[The History of Napoleon Buonaparte by John Gibson Lockhart]@TWC D-Link bookThe History of Napoleon Buonaparte CHAPTER V 18/23
It seemed necessary, however, in order that this blockade might be complete, that the Venetian territory, lying immediately beyond Mantua, should be occupied by the French.
The power of this ancient government was no longer such as to inspire much respect, and Buonaparte resolved that the claim of neutrality should form no obstacle to his measures.
The French Directory had already most ungenerously trampled on the dignity of Venice, by demanding that she should no longer afford a retreat to the illustrious exile, the Count of Provence, eldest surviving brother of Louis XVI.[9] That unfortunate prince had, accordingly, though most reluctantly, been desired to quit the Venetian states, and had already passed to the Rhine, where his gallant cousin, the Prince of Conde, had long been at the head of a small and devoted army composed of the expatriated gentry of France.

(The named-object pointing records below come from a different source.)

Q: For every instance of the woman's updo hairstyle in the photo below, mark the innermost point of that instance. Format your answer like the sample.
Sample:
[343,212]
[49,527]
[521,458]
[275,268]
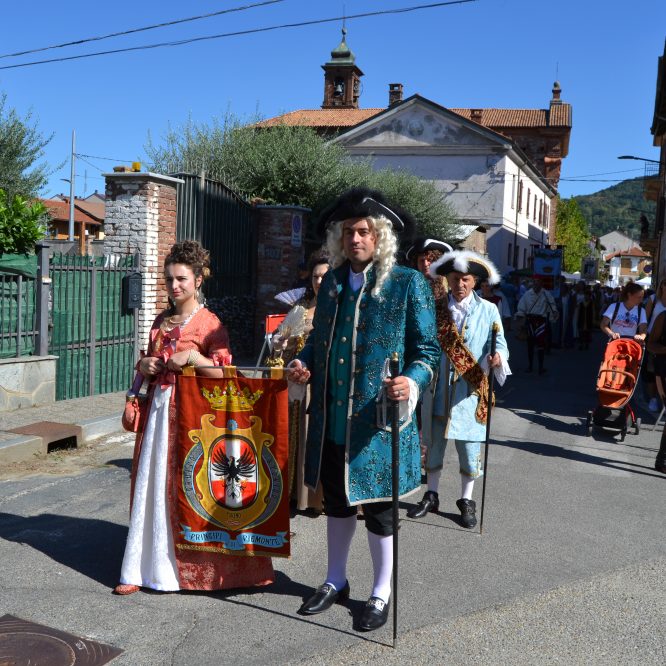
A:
[191,254]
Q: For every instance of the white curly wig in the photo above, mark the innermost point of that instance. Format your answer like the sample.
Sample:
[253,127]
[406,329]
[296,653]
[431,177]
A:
[384,254]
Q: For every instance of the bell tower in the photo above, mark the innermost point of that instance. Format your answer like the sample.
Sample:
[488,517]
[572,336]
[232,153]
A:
[342,78]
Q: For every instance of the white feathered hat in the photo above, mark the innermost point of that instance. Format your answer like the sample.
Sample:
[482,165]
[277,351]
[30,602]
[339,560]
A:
[465,261]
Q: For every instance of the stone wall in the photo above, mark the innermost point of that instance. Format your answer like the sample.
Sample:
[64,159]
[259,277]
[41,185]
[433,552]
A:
[279,251]
[140,217]
[28,381]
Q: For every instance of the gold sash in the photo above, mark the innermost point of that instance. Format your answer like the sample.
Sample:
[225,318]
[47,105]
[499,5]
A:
[462,359]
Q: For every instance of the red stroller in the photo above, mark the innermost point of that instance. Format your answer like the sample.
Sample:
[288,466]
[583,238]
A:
[616,382]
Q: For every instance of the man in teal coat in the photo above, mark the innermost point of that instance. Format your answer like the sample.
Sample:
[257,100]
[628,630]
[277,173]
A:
[367,308]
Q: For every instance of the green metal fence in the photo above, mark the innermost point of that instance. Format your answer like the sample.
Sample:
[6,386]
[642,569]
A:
[18,328]
[92,336]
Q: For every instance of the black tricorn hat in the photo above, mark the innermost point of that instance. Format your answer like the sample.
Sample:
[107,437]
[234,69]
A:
[364,202]
[423,244]
[466,262]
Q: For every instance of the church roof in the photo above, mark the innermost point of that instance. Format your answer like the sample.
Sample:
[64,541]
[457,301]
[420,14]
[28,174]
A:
[342,54]
[557,116]
[321,117]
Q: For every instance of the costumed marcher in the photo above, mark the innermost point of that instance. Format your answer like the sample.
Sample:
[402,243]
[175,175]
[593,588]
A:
[626,318]
[423,252]
[585,320]
[537,307]
[654,306]
[657,346]
[460,408]
[186,334]
[368,308]
[420,255]
[288,340]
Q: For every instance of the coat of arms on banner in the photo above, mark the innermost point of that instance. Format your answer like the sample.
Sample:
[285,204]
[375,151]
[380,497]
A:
[232,493]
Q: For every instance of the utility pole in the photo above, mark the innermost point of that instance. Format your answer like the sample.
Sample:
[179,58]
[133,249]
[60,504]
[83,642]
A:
[71,188]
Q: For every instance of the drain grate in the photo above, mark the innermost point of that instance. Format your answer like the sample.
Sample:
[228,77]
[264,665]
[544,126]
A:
[23,642]
[55,436]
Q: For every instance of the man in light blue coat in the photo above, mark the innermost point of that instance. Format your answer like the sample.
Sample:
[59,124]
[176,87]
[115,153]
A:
[460,406]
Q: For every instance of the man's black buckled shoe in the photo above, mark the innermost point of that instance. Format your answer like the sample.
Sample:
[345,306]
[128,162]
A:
[430,502]
[325,596]
[467,512]
[375,614]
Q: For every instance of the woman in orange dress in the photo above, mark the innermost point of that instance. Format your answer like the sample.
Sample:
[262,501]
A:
[185,334]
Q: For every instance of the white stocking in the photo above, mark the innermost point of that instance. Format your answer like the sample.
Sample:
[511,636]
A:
[381,550]
[433,480]
[339,533]
[467,486]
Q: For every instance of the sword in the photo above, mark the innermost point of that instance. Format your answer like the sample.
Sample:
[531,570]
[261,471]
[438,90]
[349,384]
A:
[395,469]
[491,381]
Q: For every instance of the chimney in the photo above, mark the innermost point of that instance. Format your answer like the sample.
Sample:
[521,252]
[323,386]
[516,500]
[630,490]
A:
[395,93]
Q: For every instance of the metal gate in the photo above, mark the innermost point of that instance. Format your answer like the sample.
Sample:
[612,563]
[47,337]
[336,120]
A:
[222,221]
[89,332]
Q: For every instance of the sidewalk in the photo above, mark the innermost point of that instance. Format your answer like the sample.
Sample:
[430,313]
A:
[84,419]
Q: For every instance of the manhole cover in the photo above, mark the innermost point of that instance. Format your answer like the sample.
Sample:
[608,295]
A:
[24,643]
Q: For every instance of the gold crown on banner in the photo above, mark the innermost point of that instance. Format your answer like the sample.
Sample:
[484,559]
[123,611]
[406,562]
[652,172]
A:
[231,399]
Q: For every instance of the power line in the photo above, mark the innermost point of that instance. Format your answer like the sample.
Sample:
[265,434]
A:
[145,28]
[400,10]
[94,166]
[97,157]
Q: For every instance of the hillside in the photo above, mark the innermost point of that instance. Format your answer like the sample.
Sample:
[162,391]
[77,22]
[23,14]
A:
[617,208]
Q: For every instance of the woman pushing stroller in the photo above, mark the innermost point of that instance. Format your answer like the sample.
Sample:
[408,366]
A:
[626,318]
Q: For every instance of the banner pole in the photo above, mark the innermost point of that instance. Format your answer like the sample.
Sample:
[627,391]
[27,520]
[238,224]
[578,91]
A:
[395,469]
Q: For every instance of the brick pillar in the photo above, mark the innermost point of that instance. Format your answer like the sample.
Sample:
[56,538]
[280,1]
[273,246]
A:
[280,238]
[140,216]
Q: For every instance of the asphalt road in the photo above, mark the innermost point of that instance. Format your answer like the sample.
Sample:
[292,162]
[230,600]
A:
[570,567]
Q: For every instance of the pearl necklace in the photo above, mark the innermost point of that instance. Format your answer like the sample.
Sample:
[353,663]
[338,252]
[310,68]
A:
[171,324]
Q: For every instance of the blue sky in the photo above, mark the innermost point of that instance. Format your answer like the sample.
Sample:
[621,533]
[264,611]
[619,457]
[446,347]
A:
[488,53]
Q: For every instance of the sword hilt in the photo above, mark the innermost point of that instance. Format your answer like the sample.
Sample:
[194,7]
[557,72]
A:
[394,365]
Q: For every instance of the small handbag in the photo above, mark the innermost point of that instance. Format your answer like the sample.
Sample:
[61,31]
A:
[136,405]
[134,415]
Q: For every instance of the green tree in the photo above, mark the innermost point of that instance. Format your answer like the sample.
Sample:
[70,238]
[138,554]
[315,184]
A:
[21,224]
[21,146]
[573,233]
[293,165]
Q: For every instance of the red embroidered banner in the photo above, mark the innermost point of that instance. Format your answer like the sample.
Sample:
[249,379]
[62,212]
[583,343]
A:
[233,442]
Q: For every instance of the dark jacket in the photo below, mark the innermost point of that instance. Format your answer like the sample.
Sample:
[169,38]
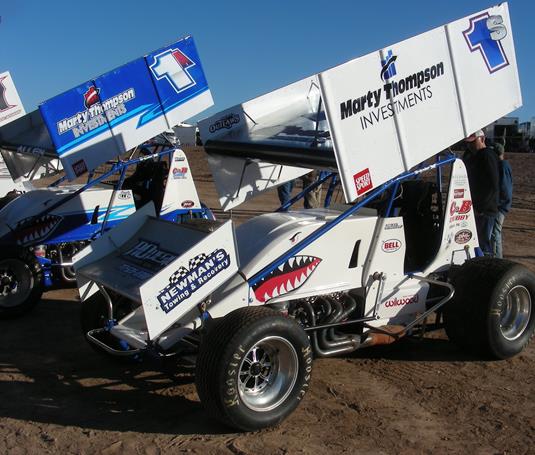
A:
[506,187]
[483,175]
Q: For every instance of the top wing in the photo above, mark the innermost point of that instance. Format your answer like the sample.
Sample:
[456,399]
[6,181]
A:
[386,111]
[110,114]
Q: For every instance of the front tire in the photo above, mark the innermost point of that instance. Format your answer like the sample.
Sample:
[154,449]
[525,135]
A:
[253,368]
[492,312]
[21,284]
[94,315]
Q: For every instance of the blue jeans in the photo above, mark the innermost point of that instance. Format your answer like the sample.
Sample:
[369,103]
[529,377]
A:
[497,235]
[485,224]
[285,191]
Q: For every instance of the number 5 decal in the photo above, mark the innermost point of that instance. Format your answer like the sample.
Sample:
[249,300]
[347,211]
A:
[484,35]
[172,65]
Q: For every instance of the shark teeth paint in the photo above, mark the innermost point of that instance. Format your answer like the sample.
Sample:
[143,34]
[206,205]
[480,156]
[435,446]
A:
[286,278]
[31,230]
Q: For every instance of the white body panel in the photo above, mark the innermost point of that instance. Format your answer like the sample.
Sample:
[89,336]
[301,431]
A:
[322,267]
[11,107]
[179,287]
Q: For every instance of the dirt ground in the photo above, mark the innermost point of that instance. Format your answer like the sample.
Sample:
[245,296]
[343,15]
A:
[418,396]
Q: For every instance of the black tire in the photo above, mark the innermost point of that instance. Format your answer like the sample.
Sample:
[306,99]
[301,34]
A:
[226,354]
[492,311]
[21,283]
[94,315]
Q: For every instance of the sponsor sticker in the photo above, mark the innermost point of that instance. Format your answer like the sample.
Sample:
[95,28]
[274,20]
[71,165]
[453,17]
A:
[401,301]
[187,280]
[79,168]
[224,122]
[393,226]
[363,181]
[149,255]
[391,245]
[133,271]
[180,172]
[463,236]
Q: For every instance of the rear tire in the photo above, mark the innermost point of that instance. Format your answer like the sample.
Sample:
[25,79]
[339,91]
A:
[492,312]
[21,283]
[253,368]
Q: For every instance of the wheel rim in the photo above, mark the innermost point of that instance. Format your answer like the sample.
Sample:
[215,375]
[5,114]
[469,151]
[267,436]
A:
[267,374]
[516,313]
[16,282]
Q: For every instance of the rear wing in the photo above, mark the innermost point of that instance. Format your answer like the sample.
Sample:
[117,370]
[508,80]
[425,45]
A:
[379,115]
[113,113]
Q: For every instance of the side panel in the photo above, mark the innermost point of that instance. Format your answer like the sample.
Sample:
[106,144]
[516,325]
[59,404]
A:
[106,244]
[180,191]
[11,107]
[459,236]
[188,280]
[483,49]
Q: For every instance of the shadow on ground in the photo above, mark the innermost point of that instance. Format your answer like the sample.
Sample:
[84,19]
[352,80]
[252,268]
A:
[49,374]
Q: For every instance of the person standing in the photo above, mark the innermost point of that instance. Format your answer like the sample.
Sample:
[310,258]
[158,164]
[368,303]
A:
[482,168]
[312,199]
[505,199]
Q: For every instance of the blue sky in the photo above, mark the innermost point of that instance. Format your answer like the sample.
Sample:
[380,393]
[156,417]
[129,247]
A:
[247,47]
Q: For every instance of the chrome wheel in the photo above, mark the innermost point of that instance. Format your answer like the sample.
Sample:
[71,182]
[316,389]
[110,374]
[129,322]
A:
[516,313]
[16,282]
[268,373]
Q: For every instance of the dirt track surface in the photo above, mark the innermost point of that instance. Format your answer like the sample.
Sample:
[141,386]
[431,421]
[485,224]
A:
[417,396]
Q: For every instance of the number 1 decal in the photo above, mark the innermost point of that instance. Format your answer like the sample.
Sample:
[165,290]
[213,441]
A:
[484,35]
[172,65]
[4,104]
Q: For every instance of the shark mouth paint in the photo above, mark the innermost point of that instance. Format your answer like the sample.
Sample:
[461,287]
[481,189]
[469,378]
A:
[32,230]
[285,278]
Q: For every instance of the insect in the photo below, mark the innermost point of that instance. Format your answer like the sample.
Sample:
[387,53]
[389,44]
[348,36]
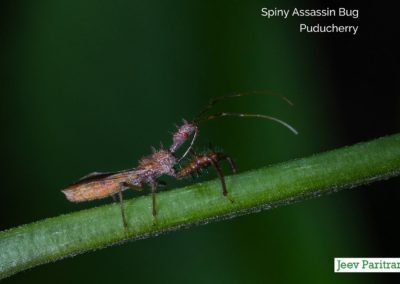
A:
[161,162]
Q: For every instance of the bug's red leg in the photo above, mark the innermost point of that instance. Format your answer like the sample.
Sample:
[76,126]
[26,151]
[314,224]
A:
[153,185]
[220,175]
[121,202]
[231,163]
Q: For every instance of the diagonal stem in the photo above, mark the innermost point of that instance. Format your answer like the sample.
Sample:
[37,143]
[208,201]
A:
[67,235]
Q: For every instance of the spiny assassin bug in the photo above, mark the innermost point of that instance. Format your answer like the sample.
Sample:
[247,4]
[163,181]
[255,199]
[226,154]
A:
[98,185]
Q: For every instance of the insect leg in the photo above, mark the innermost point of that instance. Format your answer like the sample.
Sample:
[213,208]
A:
[121,202]
[189,149]
[220,175]
[153,185]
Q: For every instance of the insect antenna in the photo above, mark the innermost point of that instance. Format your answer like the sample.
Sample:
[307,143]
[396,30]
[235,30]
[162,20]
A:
[256,115]
[215,100]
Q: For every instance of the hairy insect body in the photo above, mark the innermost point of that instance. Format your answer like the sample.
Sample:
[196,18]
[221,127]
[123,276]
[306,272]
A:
[161,162]
[100,185]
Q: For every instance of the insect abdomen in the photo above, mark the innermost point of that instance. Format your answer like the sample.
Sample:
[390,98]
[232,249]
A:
[92,190]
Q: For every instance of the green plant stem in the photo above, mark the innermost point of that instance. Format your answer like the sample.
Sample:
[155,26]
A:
[67,235]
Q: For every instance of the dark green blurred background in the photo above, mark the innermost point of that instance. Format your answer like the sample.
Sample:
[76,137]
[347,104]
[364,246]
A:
[91,85]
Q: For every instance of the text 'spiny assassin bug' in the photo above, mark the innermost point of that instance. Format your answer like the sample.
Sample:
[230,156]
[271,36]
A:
[99,185]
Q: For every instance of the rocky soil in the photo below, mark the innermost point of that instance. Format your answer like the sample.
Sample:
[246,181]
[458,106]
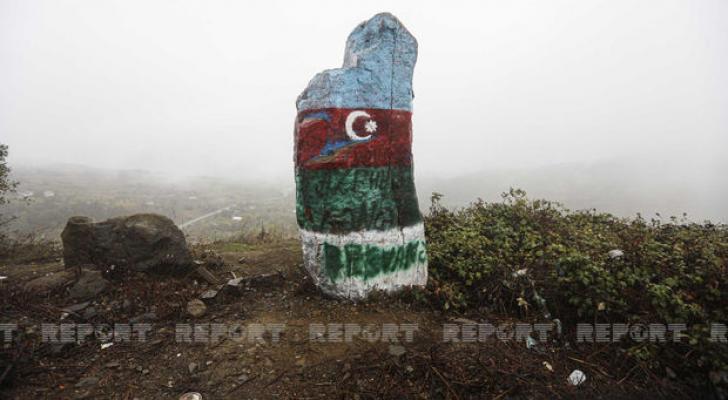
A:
[273,290]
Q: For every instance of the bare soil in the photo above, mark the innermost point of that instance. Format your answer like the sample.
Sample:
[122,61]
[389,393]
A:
[295,367]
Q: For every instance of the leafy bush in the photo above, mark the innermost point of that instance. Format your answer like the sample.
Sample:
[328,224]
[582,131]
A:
[524,256]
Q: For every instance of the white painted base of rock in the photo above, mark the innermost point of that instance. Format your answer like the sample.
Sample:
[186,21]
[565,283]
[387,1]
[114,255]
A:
[357,288]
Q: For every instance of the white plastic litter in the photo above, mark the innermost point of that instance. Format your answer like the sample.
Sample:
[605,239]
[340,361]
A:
[616,253]
[576,377]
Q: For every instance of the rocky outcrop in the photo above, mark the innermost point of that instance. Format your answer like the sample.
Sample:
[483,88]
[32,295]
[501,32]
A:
[141,242]
[356,203]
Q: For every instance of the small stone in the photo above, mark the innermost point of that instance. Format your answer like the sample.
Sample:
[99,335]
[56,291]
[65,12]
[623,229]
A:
[89,285]
[146,317]
[90,313]
[576,378]
[196,308]
[77,307]
[192,367]
[396,350]
[87,382]
[45,284]
[209,294]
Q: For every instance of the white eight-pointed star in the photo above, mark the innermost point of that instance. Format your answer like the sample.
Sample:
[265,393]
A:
[371,126]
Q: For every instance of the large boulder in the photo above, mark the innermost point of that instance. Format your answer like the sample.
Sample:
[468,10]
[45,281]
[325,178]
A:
[356,203]
[141,242]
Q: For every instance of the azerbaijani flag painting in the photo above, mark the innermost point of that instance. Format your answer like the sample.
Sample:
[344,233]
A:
[356,204]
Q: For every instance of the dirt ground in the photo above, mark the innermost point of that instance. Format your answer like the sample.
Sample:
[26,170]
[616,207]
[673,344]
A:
[300,365]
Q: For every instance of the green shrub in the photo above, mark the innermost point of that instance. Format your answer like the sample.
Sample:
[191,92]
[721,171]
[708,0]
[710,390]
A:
[534,258]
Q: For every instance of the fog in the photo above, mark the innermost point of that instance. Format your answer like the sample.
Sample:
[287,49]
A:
[207,88]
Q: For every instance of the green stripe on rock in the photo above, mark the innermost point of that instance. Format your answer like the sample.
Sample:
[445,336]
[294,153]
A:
[347,200]
[367,261]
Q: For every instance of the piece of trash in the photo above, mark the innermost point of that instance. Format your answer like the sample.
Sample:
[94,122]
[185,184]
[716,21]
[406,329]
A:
[396,350]
[522,302]
[616,253]
[191,396]
[196,308]
[576,378]
[520,272]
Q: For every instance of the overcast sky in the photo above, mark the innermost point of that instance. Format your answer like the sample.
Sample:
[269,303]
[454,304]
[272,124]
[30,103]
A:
[208,87]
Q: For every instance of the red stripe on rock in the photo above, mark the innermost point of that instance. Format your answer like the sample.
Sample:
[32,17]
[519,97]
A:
[347,138]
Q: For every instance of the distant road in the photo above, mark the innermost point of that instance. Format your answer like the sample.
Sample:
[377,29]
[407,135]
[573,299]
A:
[208,215]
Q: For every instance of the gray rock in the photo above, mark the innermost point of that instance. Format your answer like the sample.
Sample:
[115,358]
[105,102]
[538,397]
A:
[196,308]
[146,317]
[139,242]
[192,367]
[88,381]
[48,283]
[89,285]
[77,307]
[90,313]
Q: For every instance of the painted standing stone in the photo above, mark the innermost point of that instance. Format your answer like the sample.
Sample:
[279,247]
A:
[356,204]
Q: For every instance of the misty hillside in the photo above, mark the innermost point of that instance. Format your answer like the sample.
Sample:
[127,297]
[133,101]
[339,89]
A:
[48,196]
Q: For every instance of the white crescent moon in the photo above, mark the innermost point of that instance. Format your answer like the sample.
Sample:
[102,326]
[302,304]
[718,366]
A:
[350,125]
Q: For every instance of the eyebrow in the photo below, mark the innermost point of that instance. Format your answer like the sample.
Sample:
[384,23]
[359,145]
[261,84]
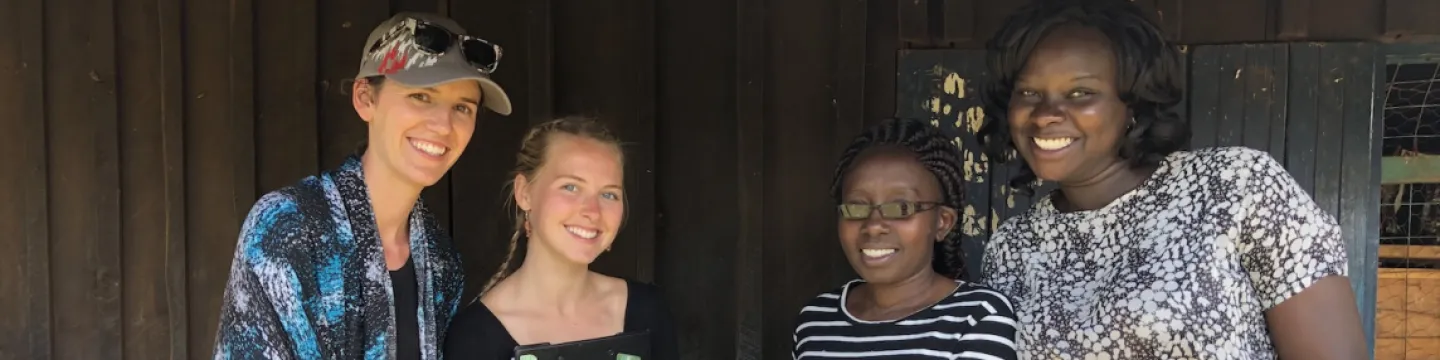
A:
[462,98]
[582,180]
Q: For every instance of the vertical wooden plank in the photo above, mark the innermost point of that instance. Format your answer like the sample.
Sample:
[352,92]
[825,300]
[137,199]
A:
[1328,126]
[481,226]
[343,28]
[991,15]
[1295,19]
[219,163]
[1231,117]
[883,45]
[1358,192]
[82,147]
[1204,95]
[1259,74]
[287,111]
[153,179]
[750,92]
[1303,101]
[915,20]
[959,20]
[25,238]
[697,244]
[1224,22]
[625,49]
[1278,100]
[1170,16]
[848,92]
[799,133]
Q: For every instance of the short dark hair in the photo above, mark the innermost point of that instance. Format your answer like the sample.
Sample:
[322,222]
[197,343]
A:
[938,154]
[1148,77]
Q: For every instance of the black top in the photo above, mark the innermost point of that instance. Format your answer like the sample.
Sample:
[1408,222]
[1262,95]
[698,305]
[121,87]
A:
[475,333]
[406,314]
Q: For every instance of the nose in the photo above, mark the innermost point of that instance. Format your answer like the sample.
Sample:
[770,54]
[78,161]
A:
[1047,113]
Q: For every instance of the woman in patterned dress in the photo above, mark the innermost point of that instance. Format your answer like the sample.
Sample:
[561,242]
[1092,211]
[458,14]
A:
[1148,251]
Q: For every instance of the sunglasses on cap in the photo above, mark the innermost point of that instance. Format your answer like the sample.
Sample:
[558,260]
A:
[435,39]
[892,210]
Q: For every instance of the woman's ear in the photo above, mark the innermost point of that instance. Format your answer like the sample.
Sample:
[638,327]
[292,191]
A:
[522,192]
[945,223]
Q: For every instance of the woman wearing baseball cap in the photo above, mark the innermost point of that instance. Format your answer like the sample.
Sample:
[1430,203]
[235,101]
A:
[350,264]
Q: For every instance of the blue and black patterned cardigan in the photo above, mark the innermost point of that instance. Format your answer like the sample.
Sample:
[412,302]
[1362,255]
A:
[308,278]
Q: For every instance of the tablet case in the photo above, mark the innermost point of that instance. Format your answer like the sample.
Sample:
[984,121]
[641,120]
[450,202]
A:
[625,346]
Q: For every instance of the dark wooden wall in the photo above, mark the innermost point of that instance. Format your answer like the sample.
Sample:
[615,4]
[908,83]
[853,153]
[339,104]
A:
[137,136]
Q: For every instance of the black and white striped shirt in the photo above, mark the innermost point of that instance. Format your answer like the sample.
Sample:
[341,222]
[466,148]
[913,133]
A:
[972,323]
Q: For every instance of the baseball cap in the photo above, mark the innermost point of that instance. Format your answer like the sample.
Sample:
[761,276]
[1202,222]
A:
[392,51]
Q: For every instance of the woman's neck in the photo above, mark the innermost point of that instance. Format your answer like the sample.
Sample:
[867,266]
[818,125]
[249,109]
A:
[1103,187]
[905,294]
[552,282]
[390,199]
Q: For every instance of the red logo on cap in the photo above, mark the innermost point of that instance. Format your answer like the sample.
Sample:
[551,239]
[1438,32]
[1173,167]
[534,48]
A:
[390,64]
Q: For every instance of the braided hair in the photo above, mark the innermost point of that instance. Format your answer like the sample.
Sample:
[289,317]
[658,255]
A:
[939,156]
[529,162]
[1148,75]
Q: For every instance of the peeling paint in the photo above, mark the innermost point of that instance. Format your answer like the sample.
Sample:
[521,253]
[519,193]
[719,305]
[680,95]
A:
[994,219]
[955,85]
[971,223]
[975,117]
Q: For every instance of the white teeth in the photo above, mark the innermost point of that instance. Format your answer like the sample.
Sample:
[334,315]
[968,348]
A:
[1054,143]
[428,147]
[877,252]
[582,232]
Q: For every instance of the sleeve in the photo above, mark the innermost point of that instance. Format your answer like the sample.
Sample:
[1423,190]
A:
[470,336]
[994,336]
[251,327]
[1286,241]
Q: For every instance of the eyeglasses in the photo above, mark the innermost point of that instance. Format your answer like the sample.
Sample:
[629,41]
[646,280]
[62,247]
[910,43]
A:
[892,210]
[437,39]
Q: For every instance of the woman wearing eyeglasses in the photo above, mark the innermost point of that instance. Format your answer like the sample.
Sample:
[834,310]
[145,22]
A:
[899,186]
[350,264]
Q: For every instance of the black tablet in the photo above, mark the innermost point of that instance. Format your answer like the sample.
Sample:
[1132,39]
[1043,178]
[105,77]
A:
[627,346]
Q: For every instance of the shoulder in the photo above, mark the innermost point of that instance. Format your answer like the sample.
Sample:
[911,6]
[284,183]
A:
[284,219]
[474,321]
[827,303]
[977,297]
[477,333]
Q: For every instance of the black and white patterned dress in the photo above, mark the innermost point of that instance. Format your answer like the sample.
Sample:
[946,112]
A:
[1181,267]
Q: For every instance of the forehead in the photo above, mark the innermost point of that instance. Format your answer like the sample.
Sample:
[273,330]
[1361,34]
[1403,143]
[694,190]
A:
[890,169]
[585,157]
[1069,49]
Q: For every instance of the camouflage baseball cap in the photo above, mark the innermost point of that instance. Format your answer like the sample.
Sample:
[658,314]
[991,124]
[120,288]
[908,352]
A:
[398,49]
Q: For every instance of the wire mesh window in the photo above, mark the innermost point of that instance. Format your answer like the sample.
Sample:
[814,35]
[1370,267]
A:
[1407,301]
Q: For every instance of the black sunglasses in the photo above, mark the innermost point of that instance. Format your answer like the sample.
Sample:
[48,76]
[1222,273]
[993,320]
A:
[437,39]
[892,210]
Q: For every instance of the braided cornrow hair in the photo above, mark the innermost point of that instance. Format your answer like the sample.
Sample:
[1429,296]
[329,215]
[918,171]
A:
[529,160]
[938,154]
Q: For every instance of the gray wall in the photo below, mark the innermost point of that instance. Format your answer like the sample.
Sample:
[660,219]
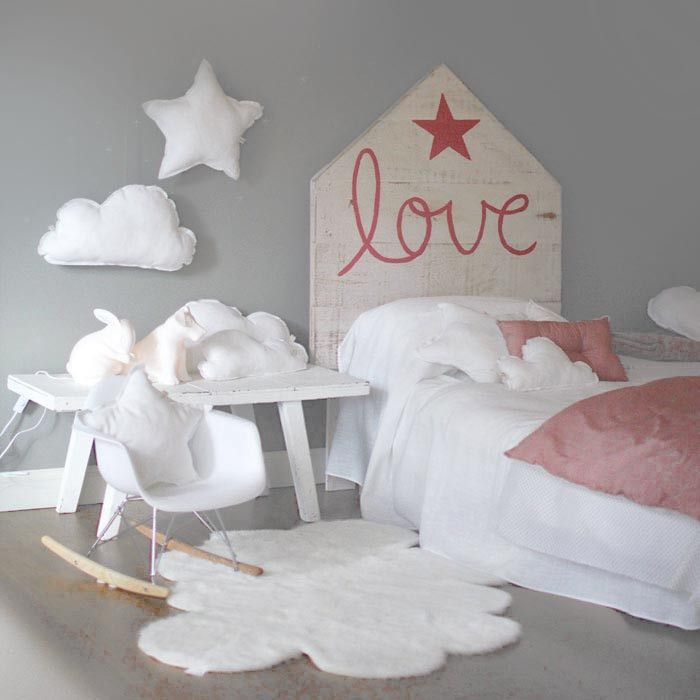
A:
[604,92]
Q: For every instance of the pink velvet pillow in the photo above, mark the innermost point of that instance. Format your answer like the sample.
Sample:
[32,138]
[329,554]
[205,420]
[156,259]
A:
[589,341]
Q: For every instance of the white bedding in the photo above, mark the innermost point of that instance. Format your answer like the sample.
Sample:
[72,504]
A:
[434,446]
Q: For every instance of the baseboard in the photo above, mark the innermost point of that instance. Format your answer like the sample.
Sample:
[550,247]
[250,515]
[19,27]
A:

Buonaparte, however, chose to treat the reluctance with which Venice had been driven to this violation of her hospitality, as a new injury to his government: he argued that a power who had harboured in friendship, and unwillingly expelled, the _Pretender_ to the French monarchy, had lost all title to forbearance on the part of the Revolutionary forces.
This was a gross and ungenerous insult, and it was a gratuitous one; for he had a far better argument behind.
The imperial general had, as we have seen, neglected the reclamations of the Doge, when it suited his purpose to occupy Peschiera.